Da MacIntyres Argument zufolge, weit über den Marxismus hinaus, jede moralische und politische Tradition in der modernen Kultur erschöpft ist, stellt sich die Frage, ob es unter diesen Bedingungen überhaupt eine sinnvolle Form von Politik geben kann und ob daraus nicht wiederum ein tiefer Pessimismus im Hinblick auf die gesellschaftliche Entwicklung zwingend folgt.
MacIntyre gibt zur Antwort: »Nicht im mindesten.« (349) Denn er verwirft zwar die im engeren Sinne politische Reform als Weg zur Wiederherstellung der moralischen Kultur, schlägt aber als Ausweg die Bildung von lokalen Gemeinschaften vor, in denen im Streben nach geteilten Gütern durch Praktiken das moralische Leben wiederbelebt und bewahrt werden kann. Die menschlichen Beziehungen in solchen Gemeinschaften können einen wesentlichen Beitrag zur Ausbildung und Verfeinerung der Tugenden leisten.
MacIntyre beschließt After Virtue in diesem Geiste mit folgenden Sätzen:
Es ist immer gefährlich, zu enge Parallelen zwischen einer historischen Periode und einer anderen zu ziehen; und zu den irreführendsten dieser Parallelen gehören jene, die zwischen unserer eigenen Zeit in Europa und Nordamerika und der Epoche vom Niedergang des Römischen Reichs bis ins frühe Mittelalter gezogen worden sind. Dennoch gibt es gewisse Parallelen. Es stellte einen entscheidenden Wendepunkt in der älteren Geschichte dar, als Männer und Frauen mit guten Absichten Abstand davon nahmen, das Römische Imperium zu stützen und aufhörten, den Fortbestand der Zivilisation und der moralischen Gemeinschaft mit dem Fortbestand dieses Imperiums gleichzusetzen. Statt dessen machten sie sich daran, oft ohne genau zu erkennen, was sie taten, neue Formen von Gemeinschaft aufzubauen, in denen das moralische Leben aufrechterhalten werden konnte, so daß Moral und Zivilisation die heraufziehende Zeit der Barbarei und Finsternis überleben konnten. Wenn meine Darstellung unserer moralischen Lage richtig ist, sollten wir ebenfalls zu dem Schluß kommen, daß auch wir nun seit einiger Zeit ebenfalls diesen Wendepunkt erreicht haben. Was in diesem Stadium zählt, ist die Schaffung lokaler Formen von Gemeinschaft, in denen die Zivilisation und das intellektuelle und moralische Leben über das neue finstere Zeitalter hinaus aufrechterhalten werden können, das bereits über uns gekommen ist. Und da die Tradition der Tugenden die Schrecken der letzten Finsternis überstanden hat, sind wir nicht ganz ohne Grund zur Hoffnung. Diesmal warten die Barbaren allerdings nicht jenseits der Grenzen; sie beherrschen uns schon seit einer ganzen Weile. Und gerade das mangelnde Bewußtsein dessen macht einen Teil unserer mißlichen Lage aus. Wir warten nicht auf einen Godot, sondern auf einen anderen, zweifelsohne völlig anderen heiligen Benedikt. (349-350)

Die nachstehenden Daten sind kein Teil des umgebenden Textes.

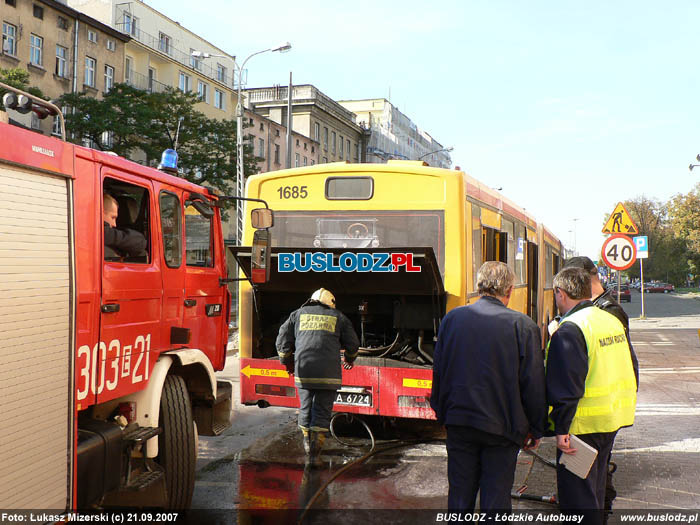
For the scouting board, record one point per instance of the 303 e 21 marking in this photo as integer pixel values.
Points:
(116, 359)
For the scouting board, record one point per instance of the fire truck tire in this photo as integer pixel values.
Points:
(176, 444)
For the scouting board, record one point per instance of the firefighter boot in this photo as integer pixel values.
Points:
(316, 444)
(306, 439)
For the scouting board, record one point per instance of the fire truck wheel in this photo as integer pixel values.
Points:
(176, 444)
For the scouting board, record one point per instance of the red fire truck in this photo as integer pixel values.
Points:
(106, 362)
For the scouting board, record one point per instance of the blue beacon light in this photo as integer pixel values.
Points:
(168, 161)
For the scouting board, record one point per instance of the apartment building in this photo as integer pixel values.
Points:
(393, 135)
(160, 54)
(314, 115)
(63, 50)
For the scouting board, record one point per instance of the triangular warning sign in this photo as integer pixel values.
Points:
(620, 222)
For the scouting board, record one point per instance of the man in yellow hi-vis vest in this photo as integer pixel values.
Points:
(591, 388)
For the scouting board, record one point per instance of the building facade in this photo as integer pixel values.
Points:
(269, 142)
(394, 135)
(64, 50)
(159, 54)
(314, 115)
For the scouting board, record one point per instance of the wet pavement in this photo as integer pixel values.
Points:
(262, 477)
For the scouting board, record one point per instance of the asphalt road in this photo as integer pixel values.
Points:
(258, 463)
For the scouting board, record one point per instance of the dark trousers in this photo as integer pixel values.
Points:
(476, 461)
(315, 408)
(576, 494)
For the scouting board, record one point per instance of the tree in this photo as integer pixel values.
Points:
(152, 122)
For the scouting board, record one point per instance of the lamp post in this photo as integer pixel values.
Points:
(240, 172)
(436, 151)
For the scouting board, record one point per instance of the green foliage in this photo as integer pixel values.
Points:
(149, 123)
(673, 229)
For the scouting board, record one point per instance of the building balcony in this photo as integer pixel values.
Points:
(142, 82)
(165, 47)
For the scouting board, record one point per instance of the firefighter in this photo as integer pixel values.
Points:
(309, 344)
(119, 242)
(591, 388)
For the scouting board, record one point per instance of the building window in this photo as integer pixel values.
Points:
(203, 91)
(220, 73)
(195, 62)
(109, 78)
(131, 25)
(90, 66)
(127, 70)
(184, 84)
(36, 46)
(9, 39)
(61, 54)
(219, 99)
(164, 43)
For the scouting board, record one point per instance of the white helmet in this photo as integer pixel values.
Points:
(324, 296)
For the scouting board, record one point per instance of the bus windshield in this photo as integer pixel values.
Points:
(362, 229)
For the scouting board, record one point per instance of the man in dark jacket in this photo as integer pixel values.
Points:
(488, 391)
(316, 333)
(119, 242)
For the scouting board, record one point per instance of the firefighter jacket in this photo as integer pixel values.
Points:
(591, 384)
(312, 337)
(488, 371)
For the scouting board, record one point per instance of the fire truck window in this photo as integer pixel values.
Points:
(126, 235)
(171, 224)
(198, 239)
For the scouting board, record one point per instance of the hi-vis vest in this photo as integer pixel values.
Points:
(610, 396)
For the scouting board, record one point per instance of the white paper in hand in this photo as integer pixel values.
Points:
(581, 462)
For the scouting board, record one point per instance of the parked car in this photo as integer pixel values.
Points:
(658, 288)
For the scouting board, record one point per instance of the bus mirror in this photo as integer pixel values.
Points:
(262, 218)
(260, 260)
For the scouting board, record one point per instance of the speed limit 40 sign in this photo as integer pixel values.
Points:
(619, 252)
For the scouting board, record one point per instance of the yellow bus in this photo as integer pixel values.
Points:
(399, 245)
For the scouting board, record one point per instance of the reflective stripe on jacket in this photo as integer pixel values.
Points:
(610, 397)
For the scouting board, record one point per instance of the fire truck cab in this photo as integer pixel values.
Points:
(107, 358)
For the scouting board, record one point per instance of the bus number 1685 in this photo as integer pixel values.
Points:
(293, 192)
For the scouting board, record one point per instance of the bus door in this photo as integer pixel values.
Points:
(532, 281)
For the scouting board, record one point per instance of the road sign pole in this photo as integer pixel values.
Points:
(641, 286)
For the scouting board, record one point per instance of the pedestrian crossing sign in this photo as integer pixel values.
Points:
(620, 222)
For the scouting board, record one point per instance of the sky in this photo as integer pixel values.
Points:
(569, 107)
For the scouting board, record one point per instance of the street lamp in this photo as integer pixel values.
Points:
(694, 165)
(240, 174)
(436, 151)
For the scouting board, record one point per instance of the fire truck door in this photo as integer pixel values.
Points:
(204, 295)
(131, 308)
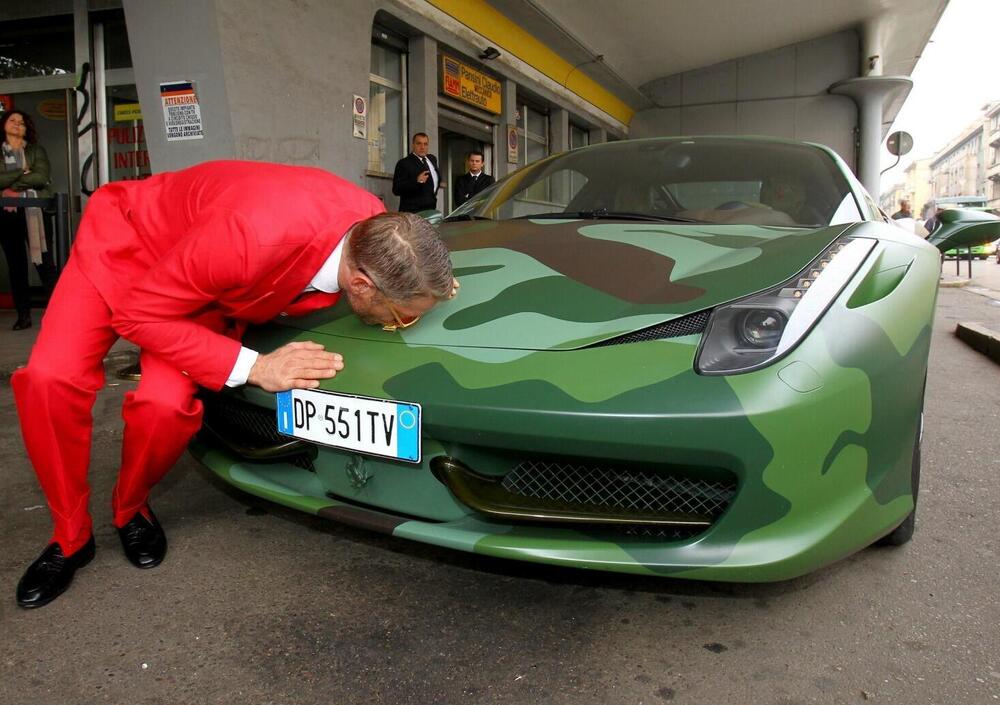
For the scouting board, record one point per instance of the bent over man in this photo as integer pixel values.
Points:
(179, 264)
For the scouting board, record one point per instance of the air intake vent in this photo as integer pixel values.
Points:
(685, 325)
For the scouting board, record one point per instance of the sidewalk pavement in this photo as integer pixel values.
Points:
(979, 327)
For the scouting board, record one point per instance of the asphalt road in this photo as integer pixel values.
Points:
(258, 604)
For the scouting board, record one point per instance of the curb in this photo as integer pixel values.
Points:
(980, 338)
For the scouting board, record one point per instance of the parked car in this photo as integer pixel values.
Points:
(984, 251)
(700, 358)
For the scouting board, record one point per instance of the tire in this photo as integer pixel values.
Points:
(904, 532)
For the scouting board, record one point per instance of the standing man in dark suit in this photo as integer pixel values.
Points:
(475, 180)
(416, 179)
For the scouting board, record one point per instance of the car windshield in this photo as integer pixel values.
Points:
(725, 181)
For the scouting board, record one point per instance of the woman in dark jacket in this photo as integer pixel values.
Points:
(25, 169)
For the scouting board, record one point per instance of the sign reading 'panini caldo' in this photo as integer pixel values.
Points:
(470, 86)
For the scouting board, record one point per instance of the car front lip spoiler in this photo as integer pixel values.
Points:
(485, 494)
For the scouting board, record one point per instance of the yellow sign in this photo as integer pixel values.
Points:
(468, 85)
(124, 112)
(52, 109)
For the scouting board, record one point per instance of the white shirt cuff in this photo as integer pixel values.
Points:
(241, 370)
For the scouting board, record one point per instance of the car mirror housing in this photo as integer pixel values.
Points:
(434, 217)
(961, 227)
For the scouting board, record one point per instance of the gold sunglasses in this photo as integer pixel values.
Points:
(400, 321)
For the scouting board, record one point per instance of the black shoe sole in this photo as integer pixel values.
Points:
(86, 556)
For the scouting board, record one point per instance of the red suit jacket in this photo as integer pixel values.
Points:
(186, 259)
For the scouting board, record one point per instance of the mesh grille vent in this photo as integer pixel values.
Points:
(247, 425)
(619, 488)
(686, 325)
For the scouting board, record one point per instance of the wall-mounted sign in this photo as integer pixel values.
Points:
(52, 109)
(470, 86)
(124, 112)
(512, 142)
(181, 111)
(360, 110)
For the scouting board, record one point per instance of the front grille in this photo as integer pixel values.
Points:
(619, 489)
(251, 431)
(685, 325)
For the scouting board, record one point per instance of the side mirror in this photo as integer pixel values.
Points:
(964, 228)
(431, 216)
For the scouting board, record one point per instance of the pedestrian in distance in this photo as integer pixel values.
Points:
(473, 181)
(905, 211)
(22, 230)
(416, 178)
(180, 264)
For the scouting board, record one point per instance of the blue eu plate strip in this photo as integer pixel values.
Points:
(408, 436)
(285, 424)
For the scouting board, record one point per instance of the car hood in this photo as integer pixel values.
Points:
(564, 284)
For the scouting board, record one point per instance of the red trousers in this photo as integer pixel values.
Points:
(55, 395)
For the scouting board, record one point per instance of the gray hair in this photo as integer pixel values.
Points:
(403, 256)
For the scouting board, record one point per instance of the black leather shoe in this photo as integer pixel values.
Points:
(144, 542)
(49, 576)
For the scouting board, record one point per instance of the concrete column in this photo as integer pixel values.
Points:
(558, 130)
(508, 91)
(870, 94)
(559, 142)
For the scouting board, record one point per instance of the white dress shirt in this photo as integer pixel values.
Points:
(325, 281)
(430, 167)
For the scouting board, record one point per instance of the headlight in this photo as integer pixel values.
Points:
(753, 332)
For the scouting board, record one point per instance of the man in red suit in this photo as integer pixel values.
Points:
(179, 264)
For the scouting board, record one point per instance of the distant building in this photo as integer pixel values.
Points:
(915, 188)
(993, 155)
(961, 168)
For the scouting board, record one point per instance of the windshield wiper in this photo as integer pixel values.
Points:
(464, 216)
(605, 214)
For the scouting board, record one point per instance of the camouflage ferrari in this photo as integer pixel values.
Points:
(699, 358)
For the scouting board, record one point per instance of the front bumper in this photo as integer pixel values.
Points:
(817, 446)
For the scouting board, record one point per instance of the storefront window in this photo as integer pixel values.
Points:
(386, 109)
(533, 134)
(117, 54)
(40, 46)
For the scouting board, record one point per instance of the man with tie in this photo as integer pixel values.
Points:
(416, 178)
(179, 264)
(475, 180)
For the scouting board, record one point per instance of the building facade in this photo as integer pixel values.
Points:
(992, 131)
(960, 168)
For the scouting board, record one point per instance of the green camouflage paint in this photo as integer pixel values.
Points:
(819, 441)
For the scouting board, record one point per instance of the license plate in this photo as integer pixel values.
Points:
(390, 429)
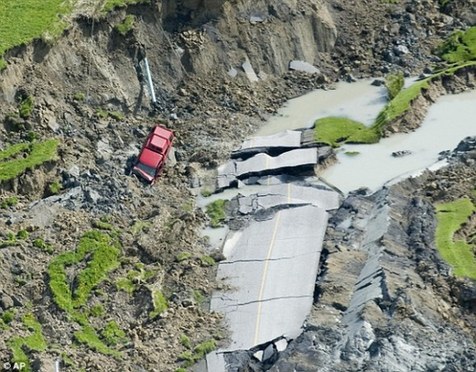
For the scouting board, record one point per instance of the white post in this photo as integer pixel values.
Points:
(149, 81)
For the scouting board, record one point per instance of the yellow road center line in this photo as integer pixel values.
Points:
(263, 278)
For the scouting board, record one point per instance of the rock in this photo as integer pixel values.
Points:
(232, 72)
(256, 19)
(378, 83)
(6, 302)
(268, 352)
(92, 196)
(249, 71)
(401, 153)
(401, 50)
(281, 345)
(304, 67)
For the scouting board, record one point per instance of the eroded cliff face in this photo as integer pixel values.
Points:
(268, 34)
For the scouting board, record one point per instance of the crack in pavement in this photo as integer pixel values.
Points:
(263, 300)
(268, 259)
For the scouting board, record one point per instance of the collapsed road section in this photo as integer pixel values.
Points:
(273, 250)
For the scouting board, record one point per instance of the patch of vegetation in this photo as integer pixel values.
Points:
(207, 260)
(140, 226)
(38, 153)
(183, 256)
(198, 297)
(459, 47)
(79, 96)
(394, 84)
(102, 225)
(8, 316)
(113, 334)
(97, 310)
(451, 216)
(34, 342)
(22, 234)
(26, 20)
(336, 131)
(160, 304)
(216, 212)
(126, 25)
(185, 341)
(126, 285)
(55, 187)
(41, 244)
(25, 108)
(112, 4)
(119, 116)
(10, 241)
(88, 336)
(104, 257)
(101, 113)
(11, 201)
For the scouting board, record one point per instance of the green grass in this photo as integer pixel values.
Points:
(126, 285)
(99, 253)
(216, 212)
(335, 131)
(112, 4)
(22, 234)
(459, 47)
(457, 253)
(112, 334)
(55, 187)
(183, 256)
(185, 341)
(160, 304)
(105, 257)
(207, 260)
(34, 342)
(126, 25)
(41, 244)
(22, 21)
(37, 154)
(89, 337)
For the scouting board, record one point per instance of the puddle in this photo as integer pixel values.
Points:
(448, 121)
(360, 101)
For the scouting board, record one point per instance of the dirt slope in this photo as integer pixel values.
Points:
(87, 94)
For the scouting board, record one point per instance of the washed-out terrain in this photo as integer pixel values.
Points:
(101, 272)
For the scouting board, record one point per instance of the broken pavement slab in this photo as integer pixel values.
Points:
(271, 265)
(290, 139)
(299, 160)
(288, 194)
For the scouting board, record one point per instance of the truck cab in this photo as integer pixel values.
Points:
(154, 152)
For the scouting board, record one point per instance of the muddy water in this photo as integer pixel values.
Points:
(448, 121)
(360, 101)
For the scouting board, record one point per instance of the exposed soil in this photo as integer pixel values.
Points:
(192, 46)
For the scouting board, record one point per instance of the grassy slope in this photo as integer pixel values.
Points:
(457, 253)
(21, 21)
(39, 153)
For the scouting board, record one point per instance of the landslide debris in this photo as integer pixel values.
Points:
(150, 308)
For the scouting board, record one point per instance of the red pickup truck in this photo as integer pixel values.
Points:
(153, 154)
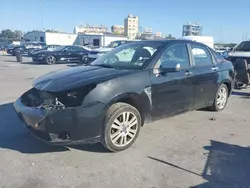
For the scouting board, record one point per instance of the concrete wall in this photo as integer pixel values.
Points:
(61, 38)
(108, 39)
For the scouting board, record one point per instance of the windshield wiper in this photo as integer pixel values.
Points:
(105, 65)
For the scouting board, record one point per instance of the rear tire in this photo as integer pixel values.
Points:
(122, 127)
(50, 60)
(221, 98)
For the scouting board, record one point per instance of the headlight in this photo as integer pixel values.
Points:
(75, 97)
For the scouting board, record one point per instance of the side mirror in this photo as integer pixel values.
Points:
(169, 66)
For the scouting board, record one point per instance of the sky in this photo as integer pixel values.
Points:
(225, 20)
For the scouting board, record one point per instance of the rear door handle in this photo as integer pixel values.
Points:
(188, 73)
(215, 68)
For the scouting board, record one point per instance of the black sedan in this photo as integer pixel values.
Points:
(62, 54)
(109, 100)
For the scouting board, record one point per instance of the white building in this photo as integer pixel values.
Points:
(51, 38)
(131, 26)
(117, 29)
(98, 40)
(90, 29)
(48, 38)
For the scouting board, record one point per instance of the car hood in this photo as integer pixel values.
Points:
(102, 49)
(239, 54)
(44, 52)
(71, 78)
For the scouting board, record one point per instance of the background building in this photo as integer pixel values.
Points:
(191, 29)
(147, 34)
(158, 35)
(131, 26)
(90, 29)
(50, 37)
(117, 29)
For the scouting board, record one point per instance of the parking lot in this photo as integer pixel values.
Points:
(198, 149)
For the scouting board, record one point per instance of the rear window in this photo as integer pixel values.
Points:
(243, 46)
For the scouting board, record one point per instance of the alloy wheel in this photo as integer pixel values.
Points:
(50, 60)
(124, 129)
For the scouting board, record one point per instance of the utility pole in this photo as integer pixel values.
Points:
(41, 6)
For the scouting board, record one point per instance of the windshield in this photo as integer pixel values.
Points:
(129, 56)
(243, 46)
(114, 44)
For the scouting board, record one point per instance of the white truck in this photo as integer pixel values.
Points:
(207, 40)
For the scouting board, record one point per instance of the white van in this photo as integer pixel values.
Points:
(207, 40)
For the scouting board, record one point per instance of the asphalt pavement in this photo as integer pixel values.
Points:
(198, 149)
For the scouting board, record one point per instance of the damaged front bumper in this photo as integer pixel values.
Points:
(61, 126)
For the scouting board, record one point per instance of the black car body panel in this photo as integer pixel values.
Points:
(69, 106)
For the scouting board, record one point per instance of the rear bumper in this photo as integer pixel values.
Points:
(66, 126)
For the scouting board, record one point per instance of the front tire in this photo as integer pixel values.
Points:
(221, 98)
(50, 60)
(122, 127)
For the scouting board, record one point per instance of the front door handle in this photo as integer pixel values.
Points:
(214, 68)
(188, 73)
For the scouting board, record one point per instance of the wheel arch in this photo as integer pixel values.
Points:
(228, 84)
(140, 101)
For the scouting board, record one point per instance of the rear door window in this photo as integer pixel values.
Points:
(201, 55)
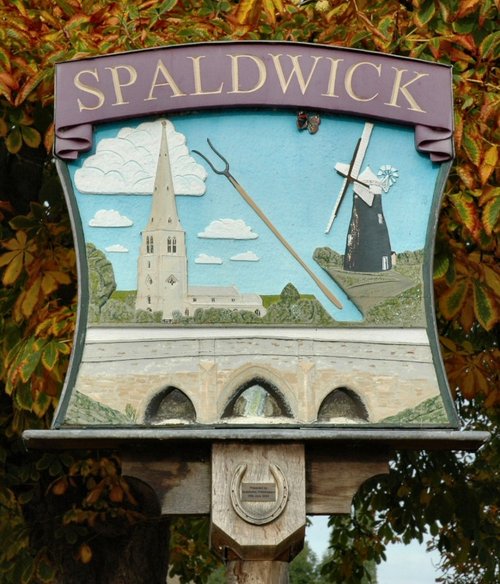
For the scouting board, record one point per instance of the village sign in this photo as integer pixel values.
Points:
(254, 224)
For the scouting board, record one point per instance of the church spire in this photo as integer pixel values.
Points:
(163, 209)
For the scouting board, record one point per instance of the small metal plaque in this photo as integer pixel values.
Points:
(258, 492)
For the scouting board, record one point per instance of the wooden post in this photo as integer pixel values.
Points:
(258, 509)
(257, 572)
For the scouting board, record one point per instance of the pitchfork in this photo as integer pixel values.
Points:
(248, 199)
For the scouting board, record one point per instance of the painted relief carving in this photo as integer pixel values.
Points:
(256, 266)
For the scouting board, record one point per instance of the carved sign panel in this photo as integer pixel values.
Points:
(255, 228)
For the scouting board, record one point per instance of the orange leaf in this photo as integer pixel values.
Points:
(489, 163)
(452, 301)
(30, 298)
(85, 553)
(467, 7)
(14, 267)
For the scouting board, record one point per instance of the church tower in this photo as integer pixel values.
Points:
(162, 266)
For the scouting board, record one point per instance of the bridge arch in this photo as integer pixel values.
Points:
(343, 403)
(256, 392)
(169, 405)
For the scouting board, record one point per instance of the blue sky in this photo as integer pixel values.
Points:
(291, 176)
(408, 564)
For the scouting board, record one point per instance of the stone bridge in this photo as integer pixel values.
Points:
(306, 374)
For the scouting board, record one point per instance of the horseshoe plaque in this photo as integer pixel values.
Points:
(260, 502)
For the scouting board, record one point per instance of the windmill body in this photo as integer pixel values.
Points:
(368, 247)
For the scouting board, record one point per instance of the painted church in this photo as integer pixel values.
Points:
(162, 274)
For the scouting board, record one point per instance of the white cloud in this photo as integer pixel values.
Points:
(228, 229)
(247, 256)
(116, 248)
(203, 258)
(127, 163)
(109, 218)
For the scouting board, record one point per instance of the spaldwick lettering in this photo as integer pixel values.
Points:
(245, 74)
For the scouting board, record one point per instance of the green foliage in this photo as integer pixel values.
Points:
(56, 500)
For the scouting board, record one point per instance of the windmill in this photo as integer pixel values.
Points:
(368, 247)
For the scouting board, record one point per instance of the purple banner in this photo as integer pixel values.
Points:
(254, 74)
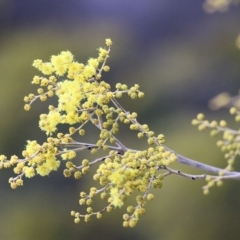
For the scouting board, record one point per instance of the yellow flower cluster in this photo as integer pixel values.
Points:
(229, 144)
(83, 97)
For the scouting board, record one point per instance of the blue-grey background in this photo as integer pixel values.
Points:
(180, 56)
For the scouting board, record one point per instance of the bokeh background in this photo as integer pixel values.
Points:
(181, 57)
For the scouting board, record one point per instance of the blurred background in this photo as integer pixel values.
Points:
(181, 57)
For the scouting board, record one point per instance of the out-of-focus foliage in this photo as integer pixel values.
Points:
(180, 56)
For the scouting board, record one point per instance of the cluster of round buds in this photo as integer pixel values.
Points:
(230, 143)
(83, 97)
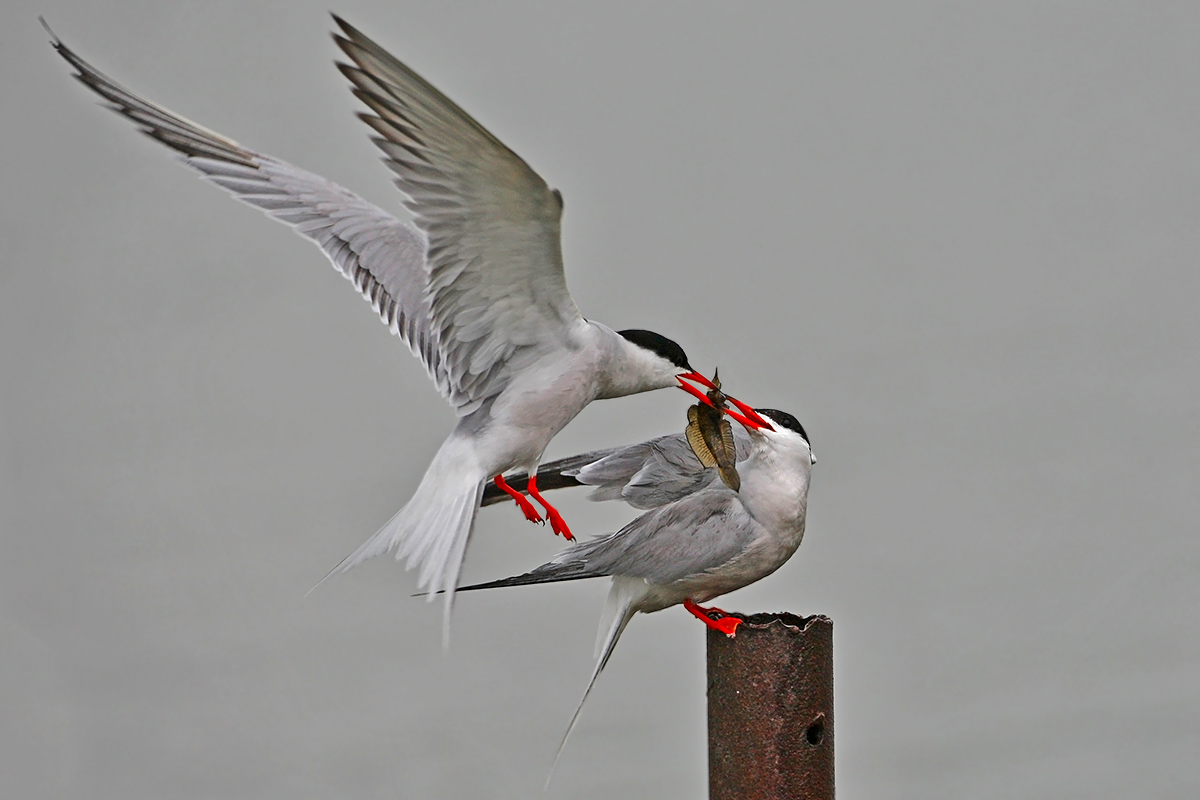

Christopher Stephen Lutz erläutert in seinem Kommentar zu After Virtue den Verweis auf einen »anderen heiligen Benedikt« treffend:
Nach einem neuen Sankt Benedikt Ausschau zu halten, heißt, nach einem Architekten für dieses neue Modell des gesellschaftlichen Lebens zu suchen, das Gemeinschaften, die die Tradition der Tugenden verkörpern, befähigen wird, inmitten einer sozialen und politischen Kultur, die diese Tradition verwirft, zu gedeihen.
Christopher Stephen Lutz, Reading Alasdair MacIntyre’s After Virtue, London, 2012, S. 140.
Dieser äußerst verdichtete und metaphorisch aufgeladene Beschluss von After Virtue ist darüber hinaus eher dazu angetan, allerlei Fragen aufzuwerfen, als Antworten zu geben. Da MacIntyre es bei diesen kryptischen Andeutungen bewenden lässt, ohne zu deren weiterer Aufhellung beizutragen, muss jeder Versuch einer näheren Deutung hoch spekulativ bleiben. Davon sei daher hier abgesehen. MacIntyres Worte müssen daher für sich selbst sprechen.